ABSTRACT
We probe how genetic variability across the three major histocompatibility complex (MHC) class I genes (human leukocyte antigen [HLA] A, B, and C) may affect susceptibility to and severity of severe acute respiratory syndrome 2 (SARS-CoV-2), the virus responsible for coronavirus disease 2019 (COVID-19). We execute a comprehensive in silico analysis of viral peptide-MHC class I binding affinity across all known HLA -A, -B, and -C genotypes for all SARS-CoV-2 peptides. We further explore the potential for cross-protective immunity conferred by prior exposure to four common human coronaviruses. The SARS-CoV-2 proteome is successfully sampled and presented by a diversity of HLA alleles. However, we found that HLA-B*46:01 had the fewest predicted binding peptides for SARS-CoV-2, suggesting individuals with this allele may be particularly vulnerable to COVID-19, as they were previously shown to be for SARS (1). Conversely, we found that HLA-B*15:03 showed the greatest capacity to present highly conserved SARS-CoV-2 peptides that are shared among common human coronaviruses, suggesting it could enable cross-protective T-cell based immunity. Finally, we report global distributions of HLA types with potential epidemiological ramifications in the setting of the current pandemic.
IMPORTANCE Part of why the immune response to a virus differs across individuals is explained by genetic variation, especially in the HLA genes. Understanding how variation in HLA may affect the course of COVID-19 could help identify individuals at higher risk from the disease. HLA typing can be fast and inexpensive. Pairing HLA typing with COVID-19 testing where feasible could thus improve assessment of viral severity in the population. In the event of the development of a vaccine against SARS-CoV-2, the virus that causes COVID-19, high-risk individuals could be prioritized for vaccination.
INTRODUCTION
Recently, a new strain of betacoronavirus (severe acute respiratory syndrome coronavirus 2, or SARS-CoV-2) has emerged as a global pathogen, prompting the World Health Organization in January 2020 to declare an international public health emergency (2). In the large coronavirus family, comprising enveloped positive-strand RNA viruses, SARS-CoV-2 is the seventh encountered strain that causes respiratory disease in humans (3) ranging from mild -- the common cold -- to severe -- the zoonotic Middle East Respiratory Syndrome (MERS-CoV) and Severe Acute Respiratory Syndrome (SARS-CoV). As of March 2020, there are in excess of 340,000 presumed or confirmed cases of coronavirus disease 19 (COVID-19) worldwide, with total deaths exceeding 14,000 (4). While age and many comorbid health conditions, including cardiovascular and pulmonary disease, appear to increase the severity and mortality of COVID-19 (5–10), approximately 80% of infected individuals have mild symptoms (11). As with SARS-CoV (12, 13) and MERS-CoV (14, 15), children in particular seem to have low susceptibility to the disease (16–18); despite similar infection rates as adults (19) only 5.9% of pediatric cases are severe or critical, possibly due to lower binding ability of the ACE2 receptor in children or generally higher levels of antiviral antibodies (20). Other similarities (21–23) including genomic (24, 25) and immune system response (26–34) between SARS-CoV-2 and other coronaviruses (35), especially SARS-CoV and MERS-CoV, are topics of ongoing active research, results of which may inform an understanding of the severity of infection (36) and improve the ongoing work of immune landscape profiling (37–41) and vaccine discovery (30, 39, 42–48).

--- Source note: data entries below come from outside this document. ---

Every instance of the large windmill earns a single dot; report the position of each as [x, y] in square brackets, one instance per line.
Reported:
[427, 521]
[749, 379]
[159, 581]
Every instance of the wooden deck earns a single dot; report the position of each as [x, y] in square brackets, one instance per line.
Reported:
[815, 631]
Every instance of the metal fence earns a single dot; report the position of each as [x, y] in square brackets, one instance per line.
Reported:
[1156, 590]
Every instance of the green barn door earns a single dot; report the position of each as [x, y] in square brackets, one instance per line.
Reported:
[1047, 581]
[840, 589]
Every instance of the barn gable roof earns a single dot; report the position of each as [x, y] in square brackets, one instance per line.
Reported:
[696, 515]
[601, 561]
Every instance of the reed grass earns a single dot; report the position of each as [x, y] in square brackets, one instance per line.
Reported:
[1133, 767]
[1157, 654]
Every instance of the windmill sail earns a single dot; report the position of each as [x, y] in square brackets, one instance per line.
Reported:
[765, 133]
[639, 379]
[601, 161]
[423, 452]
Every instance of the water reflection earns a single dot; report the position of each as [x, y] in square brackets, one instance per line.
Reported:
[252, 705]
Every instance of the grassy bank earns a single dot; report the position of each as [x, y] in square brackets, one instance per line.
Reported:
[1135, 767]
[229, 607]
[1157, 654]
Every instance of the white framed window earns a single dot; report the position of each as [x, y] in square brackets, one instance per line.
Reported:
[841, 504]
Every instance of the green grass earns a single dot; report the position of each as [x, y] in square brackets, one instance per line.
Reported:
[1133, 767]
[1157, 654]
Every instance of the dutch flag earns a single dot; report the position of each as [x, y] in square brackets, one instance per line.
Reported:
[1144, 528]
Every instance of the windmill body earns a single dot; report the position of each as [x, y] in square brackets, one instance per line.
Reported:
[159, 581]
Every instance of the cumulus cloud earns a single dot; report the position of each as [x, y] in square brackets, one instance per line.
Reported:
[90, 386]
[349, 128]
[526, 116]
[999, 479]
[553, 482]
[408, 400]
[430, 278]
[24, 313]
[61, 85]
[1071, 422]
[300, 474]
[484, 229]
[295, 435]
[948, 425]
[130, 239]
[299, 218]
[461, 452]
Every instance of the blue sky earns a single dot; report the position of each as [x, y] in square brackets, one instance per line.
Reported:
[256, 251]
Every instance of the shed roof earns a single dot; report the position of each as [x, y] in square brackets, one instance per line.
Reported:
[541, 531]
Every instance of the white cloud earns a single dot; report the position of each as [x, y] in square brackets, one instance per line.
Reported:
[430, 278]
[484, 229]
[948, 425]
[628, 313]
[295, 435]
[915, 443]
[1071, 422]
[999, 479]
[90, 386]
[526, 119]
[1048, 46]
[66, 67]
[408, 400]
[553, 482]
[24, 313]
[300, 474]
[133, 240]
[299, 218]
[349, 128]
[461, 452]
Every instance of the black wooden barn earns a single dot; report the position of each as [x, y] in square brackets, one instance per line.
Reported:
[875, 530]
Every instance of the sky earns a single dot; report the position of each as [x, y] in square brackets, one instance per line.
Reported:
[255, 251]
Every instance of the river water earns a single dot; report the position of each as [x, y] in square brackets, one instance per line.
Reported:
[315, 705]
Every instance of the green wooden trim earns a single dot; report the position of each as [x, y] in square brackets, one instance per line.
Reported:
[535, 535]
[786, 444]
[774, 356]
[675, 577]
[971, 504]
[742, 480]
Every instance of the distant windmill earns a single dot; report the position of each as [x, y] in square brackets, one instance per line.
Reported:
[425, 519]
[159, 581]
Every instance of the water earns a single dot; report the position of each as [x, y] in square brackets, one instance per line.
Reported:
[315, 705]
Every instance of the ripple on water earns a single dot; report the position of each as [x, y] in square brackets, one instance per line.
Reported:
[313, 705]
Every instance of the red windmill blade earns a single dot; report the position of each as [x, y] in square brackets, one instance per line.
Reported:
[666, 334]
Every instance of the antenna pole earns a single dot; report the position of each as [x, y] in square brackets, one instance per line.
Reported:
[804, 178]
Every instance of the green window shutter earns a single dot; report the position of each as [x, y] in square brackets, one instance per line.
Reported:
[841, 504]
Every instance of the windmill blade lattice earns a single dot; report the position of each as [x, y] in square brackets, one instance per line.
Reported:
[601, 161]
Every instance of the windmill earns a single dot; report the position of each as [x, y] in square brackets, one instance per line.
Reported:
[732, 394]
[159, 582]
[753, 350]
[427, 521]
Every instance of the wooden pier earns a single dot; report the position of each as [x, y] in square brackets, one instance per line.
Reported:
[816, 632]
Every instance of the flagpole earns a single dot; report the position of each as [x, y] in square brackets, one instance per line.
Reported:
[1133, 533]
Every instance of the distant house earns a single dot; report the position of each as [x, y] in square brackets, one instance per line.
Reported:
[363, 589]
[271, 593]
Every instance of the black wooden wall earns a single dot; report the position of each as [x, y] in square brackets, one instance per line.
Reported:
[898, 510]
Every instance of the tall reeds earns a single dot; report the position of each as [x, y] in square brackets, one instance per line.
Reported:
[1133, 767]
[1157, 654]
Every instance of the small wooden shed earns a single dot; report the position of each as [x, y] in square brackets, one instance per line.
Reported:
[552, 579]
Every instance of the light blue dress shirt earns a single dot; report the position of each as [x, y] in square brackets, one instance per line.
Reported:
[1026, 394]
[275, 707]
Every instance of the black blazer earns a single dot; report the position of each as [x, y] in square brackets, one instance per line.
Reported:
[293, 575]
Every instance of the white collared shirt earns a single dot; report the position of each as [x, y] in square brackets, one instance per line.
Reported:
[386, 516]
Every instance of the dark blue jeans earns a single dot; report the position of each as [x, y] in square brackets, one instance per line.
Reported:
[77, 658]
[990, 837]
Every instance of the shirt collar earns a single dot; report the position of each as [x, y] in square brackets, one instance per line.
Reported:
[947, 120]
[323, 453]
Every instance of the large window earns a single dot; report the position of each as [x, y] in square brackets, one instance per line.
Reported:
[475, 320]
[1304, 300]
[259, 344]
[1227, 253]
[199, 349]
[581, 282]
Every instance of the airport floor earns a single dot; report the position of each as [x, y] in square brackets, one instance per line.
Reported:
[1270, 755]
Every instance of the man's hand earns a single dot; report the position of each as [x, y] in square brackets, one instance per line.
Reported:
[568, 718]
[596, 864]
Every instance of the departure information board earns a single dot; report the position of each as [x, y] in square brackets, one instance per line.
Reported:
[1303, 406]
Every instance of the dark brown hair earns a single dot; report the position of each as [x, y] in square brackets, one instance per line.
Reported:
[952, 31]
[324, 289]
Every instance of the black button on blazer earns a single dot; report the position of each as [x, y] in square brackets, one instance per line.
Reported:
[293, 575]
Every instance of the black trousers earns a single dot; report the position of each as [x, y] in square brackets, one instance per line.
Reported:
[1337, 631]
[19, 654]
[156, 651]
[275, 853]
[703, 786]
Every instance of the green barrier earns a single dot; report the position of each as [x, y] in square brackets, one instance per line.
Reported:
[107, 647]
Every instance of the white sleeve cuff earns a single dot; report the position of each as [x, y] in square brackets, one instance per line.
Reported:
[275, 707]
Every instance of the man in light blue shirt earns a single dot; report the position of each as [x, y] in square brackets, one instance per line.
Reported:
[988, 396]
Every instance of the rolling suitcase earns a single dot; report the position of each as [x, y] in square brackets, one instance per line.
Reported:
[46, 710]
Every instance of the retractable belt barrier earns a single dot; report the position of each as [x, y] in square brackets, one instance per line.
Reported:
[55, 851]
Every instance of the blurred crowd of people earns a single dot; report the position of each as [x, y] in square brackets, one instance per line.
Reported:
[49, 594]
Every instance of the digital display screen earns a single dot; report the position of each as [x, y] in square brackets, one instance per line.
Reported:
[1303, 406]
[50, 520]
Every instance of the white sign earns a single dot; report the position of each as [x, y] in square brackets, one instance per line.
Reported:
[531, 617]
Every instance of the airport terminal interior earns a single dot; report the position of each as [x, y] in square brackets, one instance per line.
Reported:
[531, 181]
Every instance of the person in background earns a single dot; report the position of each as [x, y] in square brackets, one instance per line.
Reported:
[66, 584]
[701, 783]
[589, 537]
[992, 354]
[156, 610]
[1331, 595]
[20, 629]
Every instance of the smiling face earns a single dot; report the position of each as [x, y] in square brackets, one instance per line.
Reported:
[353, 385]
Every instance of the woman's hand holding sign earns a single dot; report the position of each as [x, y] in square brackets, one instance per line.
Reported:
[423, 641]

Previous studies of other viruses have shown that genetic variability among human leukocyte antigen (HLA) alleles, which are critical components of the viral antigen presentation pathway, may confer differential viral susceptibility and influence disease severity. For instance, disease caused by the closely-related SARS-CoV (24, 25) shows increased severity among individuals with the HLA-B*46:01 genotype (1). Associations between HLA genotype and disease severity extend broadly to several other unrelated viruses including human immunodeficiency virus 1 (HIV-1), where certain HLA types (e.g. HLA-A*02:05) may reduce risk of seroconversion (49), and dengue virus, where certain HLA alleles (e.g. HLA-A*02:07, HLA-B*51) are associated with increased secondary disease severity among ethnic Thais (50).
While a detailed clinical picture of the COVID-19 pandemic continues to emerge, there remain substantial unanswered questions regarding the role of individual genetic variability in the immune response against SARS-CoV-2. We hypothesize that individual HLA genotypes may differentially induce the T-cell mediated antiviral response, and could potentially alter the course of disease and its transmission. In this study, we performed a comprehensive in silico analysis of viral peptide-MHC class I binding affinity, across 145 different HLA types, for the entire SARS-CoV-2 proteome.
RESULTS
To explore the potential for a given HLA allele to produce an antiviral response, we assessed the HLA binding affinity of all possible 8-12mers from the SARS-CoV-2 proteome (n=48,395 unique peptides). We then removed from further consideration 16,138 peptides that were not predicted to enter the MHC class I antigen processing pathway via proteasomal cleavage. For the remaining 32,257 peptides, we repeated binding affinity predictions for a total of 145 different HLA types, and we show here the SARS-CoV-2-specific distribution of per-allele proteome presentation (predicted binding affinity threshold <500nM, Figure 1, Supplementary Table S1). Importantly, we note that the putative capacity for SARS-CoV-2 antigen presentation is unrelated to the HLA allelic incidence in the population (Figure 1). We identify HLA-B*46:01 as the HLA allele with the fewest predicted binding peptides for SARS-CoV-2. We performed the same analyses for the closely-related SARS-CoV proteome (Supplementary Figure S1) and similarly note that HLA-B*46:01 was predicted to present the fewest SARS-CoV peptides, in keeping with previous clinical data associating this allele with severe disease (1).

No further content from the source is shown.